Charoen Pokphand Foods eyes Vietnam, China for swine breeding


Charoen Pokphand Foods (CPF) is now eyeing foreign markets for swine breeding, particularly Vietnam and China, due to disappointment in the domestic pork market.


"Annual pork consumption in Thailand is 13-14 kilogrammes/person, which is much lower than that of Vietnam and China at 22 kilogrammes (kg) and 40 kg/person," Somkuan Choowatanapakorn, executive vice president for swine breeding and farming research and development, said last week.


CPF was counting on THB20 billion (US$640 million) in revenue from the swine department this year. However, the last six months did not reach half the target due to the high cost of feed, accounting for 65% of total cost, and the low price of pork.
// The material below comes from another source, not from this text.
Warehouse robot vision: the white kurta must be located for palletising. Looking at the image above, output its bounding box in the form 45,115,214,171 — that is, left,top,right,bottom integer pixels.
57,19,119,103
And the second half is not promising either, as consumer purchasing power has faded, he said.


CPF has been expanding its pig farms to many ASEAN countries such as Cambodia and Myanmar for 20 years, as raw pork cannot be exported to those countries due to hand, foot and mouth disease.


Expansion in Thailand is not easy because of limitations in regulations that decentralise power to local administrations, which vary from place to place. Sometimes public hearings have to be held.


"The misperception that pig farms are smelly leads to a negative result even though CPF has solved such problems," he said.


Now, all of CPF's pig farms in Thailand are free of odours due to an effective ventilation system.


The image of pig farms has changed under CPF's green policy aimed at cutting down greenhouse gases, lessening the bad odour and increase efficient resource usage. Thailand will be the centre for R&D before such technologies are applied in other countries.


"The spike in the pork price in the local market recently was the result of a decline in supply," he said.


Annual pig demand is normally 15 million heads worth about THB100 billion (US$3.2 billion) with CPF commanding 20% of the market. The pork market is very sensitive as a small change in production can tremendously affect prices.


Porcine epidemic diarrhoea and porcine reproductive and respiratory syndrome are two viral diseases that caused the recent shortfall in supply. CPF has to be careful about protecting quality to prevent such infections.


The government should not impose agricultural zoning that would cluster pig farms in the same areas, as that would make them susceptible to the spread of viral diseases, he said. A better way is to combine pig farms with plantations like sugarcane and palm plantations, which could benefit from the pigs' by-products.